Wapikoni
- Founded: 2004; 22 years ago
- Type: Non-profit organization
- Headquarters: Montreal, Quebec, Canada
- Key people: Manon Barbeau, Council of the Atikamekw Nation and the First Nations of Quebec and Labrador Youth Network
- Staff: 12 (60 contract workers)
- Website: www.wapikoni.ca

= Wapikoni Mobile =

Indigenous audio-visual non-profit organization

Wapikoni Mobile is a Canadian non-profit organization based in Montreal, Quebec that hosts educational workshops and film screenings to raise awareness and educate the wider public about Indigenous cultures, issues and rights.

Each year, an average of 300 youth participate in the workshops creating 50 short films and 30 musical recordings.

Wapikoni Mobile has visited over 29 Indigenous nations in Canada and abroad (including Chile, Peru, Bolivia, Panama, and Finland). The program has produced over 1000 short films and 600 music recordings giving a voice to over 4,000 Indigenous youth.

==History==

In the early 2000s, filmmaker Manon Barbeau shot a feature-length film with 15 Atikamekw youths from the Wemotaci community in Quebec. Wapikoni is named after one of Barbeau's collaborators on the project, a young woman named Wapikoni Awashish, a young Cree woman who died in a car crash at the age of 20. At the time of her death, Awashish was filming a feature-length film titled "La fin du mapris".

In 2004 during the Montreal First Peoples Festival, filmmaker Barbeau along with the Council of the Atikamekw Nation and the Youth Council First Nations of Quebec and Labrador (currently known as First Nations of Quebec and Labrador Youth Network) founded Wapikoni Mobile and launched the first of the mobile studios that the organization operates today. The National Film Board of Canada was also a founding partner.

A notable participant from the project's inaugural year was Samian, an Algonquin rapper from Pikogan in Abitibi-Témiscamingue, who is now a Wapikoni spokesperson and organizes fundraising concerts for the organization. Other Wapikoni participants have gone on to work at Telefilm Canada as well as the CBC.

In 2011, lost nearly half a million dollars in operating grants from Service Canada. Thanks to a grant from Health Canada's suicide prevention strategy, the organization was able to visit Algonquin territory in October 2011. In 2012, Wapikoni Mobile received a three-year $520,000 grant from the McConnell Foundation.

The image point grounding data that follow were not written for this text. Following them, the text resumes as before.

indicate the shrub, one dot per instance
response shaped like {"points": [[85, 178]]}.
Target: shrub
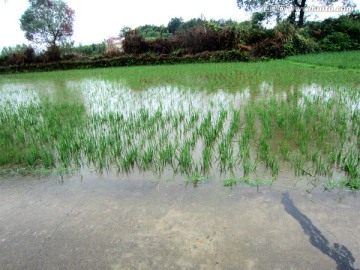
{"points": [[338, 42], [134, 43]]}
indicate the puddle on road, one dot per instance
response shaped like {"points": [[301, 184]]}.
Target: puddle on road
{"points": [[131, 223]]}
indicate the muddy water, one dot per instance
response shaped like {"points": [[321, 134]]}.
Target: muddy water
{"points": [[111, 222]]}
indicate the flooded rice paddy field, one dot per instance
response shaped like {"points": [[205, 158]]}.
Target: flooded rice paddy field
{"points": [[216, 166]]}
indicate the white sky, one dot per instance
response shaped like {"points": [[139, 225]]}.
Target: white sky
{"points": [[98, 20]]}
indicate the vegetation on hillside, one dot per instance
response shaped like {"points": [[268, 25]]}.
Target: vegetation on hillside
{"points": [[181, 39]]}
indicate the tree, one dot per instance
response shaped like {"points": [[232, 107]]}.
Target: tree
{"points": [[174, 24], [277, 7], [48, 21]]}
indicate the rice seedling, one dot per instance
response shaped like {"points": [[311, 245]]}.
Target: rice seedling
{"points": [[152, 118]]}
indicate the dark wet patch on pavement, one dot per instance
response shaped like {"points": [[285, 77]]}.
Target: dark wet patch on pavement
{"points": [[339, 253]]}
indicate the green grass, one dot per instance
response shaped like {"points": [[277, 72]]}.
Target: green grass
{"points": [[269, 115], [342, 60]]}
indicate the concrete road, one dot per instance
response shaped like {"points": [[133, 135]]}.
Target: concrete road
{"points": [[100, 222]]}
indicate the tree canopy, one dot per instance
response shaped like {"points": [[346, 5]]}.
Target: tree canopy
{"points": [[277, 7], [48, 21]]}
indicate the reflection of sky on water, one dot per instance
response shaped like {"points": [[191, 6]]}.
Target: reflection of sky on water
{"points": [[15, 96], [102, 98], [315, 92]]}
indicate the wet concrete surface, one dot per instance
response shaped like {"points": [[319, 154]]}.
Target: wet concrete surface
{"points": [[107, 222]]}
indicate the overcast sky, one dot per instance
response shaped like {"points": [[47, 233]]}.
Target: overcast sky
{"points": [[98, 20]]}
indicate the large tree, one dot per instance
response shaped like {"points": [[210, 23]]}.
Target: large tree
{"points": [[48, 22], [278, 8]]}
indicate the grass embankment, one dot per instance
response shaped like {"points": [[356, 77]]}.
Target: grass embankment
{"points": [[196, 120], [343, 60]]}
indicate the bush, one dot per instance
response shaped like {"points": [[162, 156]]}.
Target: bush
{"points": [[134, 43], [338, 42], [269, 48], [19, 55]]}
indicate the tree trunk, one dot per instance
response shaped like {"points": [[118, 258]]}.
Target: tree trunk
{"points": [[302, 14]]}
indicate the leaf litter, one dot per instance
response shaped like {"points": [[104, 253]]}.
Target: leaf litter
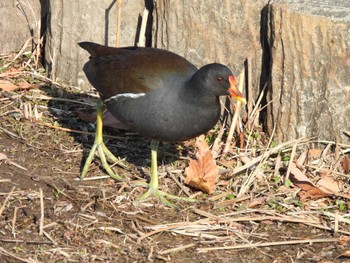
{"points": [[48, 215]]}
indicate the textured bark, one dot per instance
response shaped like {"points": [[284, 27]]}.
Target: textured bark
{"points": [[223, 31], [73, 21], [310, 65], [19, 21]]}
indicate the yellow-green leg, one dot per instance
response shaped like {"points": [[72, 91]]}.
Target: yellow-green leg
{"points": [[100, 147], [154, 183]]}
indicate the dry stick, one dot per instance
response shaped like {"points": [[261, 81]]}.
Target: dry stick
{"points": [[235, 116], [6, 200], [9, 254], [41, 224], [31, 242], [119, 14], [249, 86], [75, 131], [20, 52], [216, 145], [254, 113], [268, 244], [250, 179], [15, 219], [142, 39], [294, 149], [336, 223], [266, 154], [177, 182], [176, 249]]}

As of 2012, Wapikoni has two permanent studios: one each in the Kitcisakik and the Wemotaci First Nations communities. In 2014, it hosted an international symposium with the goal of creating RICAA (Réseau International de Création Audiovisuelle Autochtone), a network of Aboriginal production companies.

In 2017, Wapikoni Mobile became an official UNESCO partner to provide consultation services on the expression of Indigenous youth and the issues affecting them.

Wapikoni Mobile employs a dozen people in its offices and 60 contractual field workers (a third are Aboriginal).

== Programming ==
The organization provides mentorship and training in audiovisual creation to Indigenous youth mostly in Canada in the hopes of creating jobs and educational opportunities, countering high rates of suicide, drop-out and addiction.

Participants accompanied by two filmmaker-mentor, an Indigenous assistant filmmaker-mentor, a local youth outreach worker, and a coordinator from the community. Youth are trained on technical aspects of film making with professional equipment. The month-long workshops focus on documentary film making and musical recording, offering participants training in writing and directing, along with other behind the scenes work such as filming, sound recording, and editing.

Each mobile studio is an RV equipped with an editing station, a small sound studio, a projection and screening area, desktops with Final Cut Pro, and HD cameras and microphones to film with. The organization has been credited with providing Aboriginal youth an outlet for expressing themselves, as well as the tools and skills to do so.

The films are screened in their communities of origin and often go on to be screened more widely to non-Aboriginal audiences.

==Awards and recognition==
- Participants have won 152 awards and honours from national and international Human Rights organizations and film festivals.
- 28th Grand Prize of the Montreal Council of Arts, film category
- 2011, Rights and Freedoms Prize, the Honorable Mention Award at Plural +
- 2014, Intercultural Innovation Award from the United Nations Alliance of Civilizations (UNAOC)
- 2017, finalist for the 2017 Global Pluralism Award.

In 2024, the organization's 20th anniversary was marked with a special retrospective program of some of its short films at the 2024 Festival du nouveau cinéma. A further selection of short films was screened at the 2025 Festival du nouveau cinéma.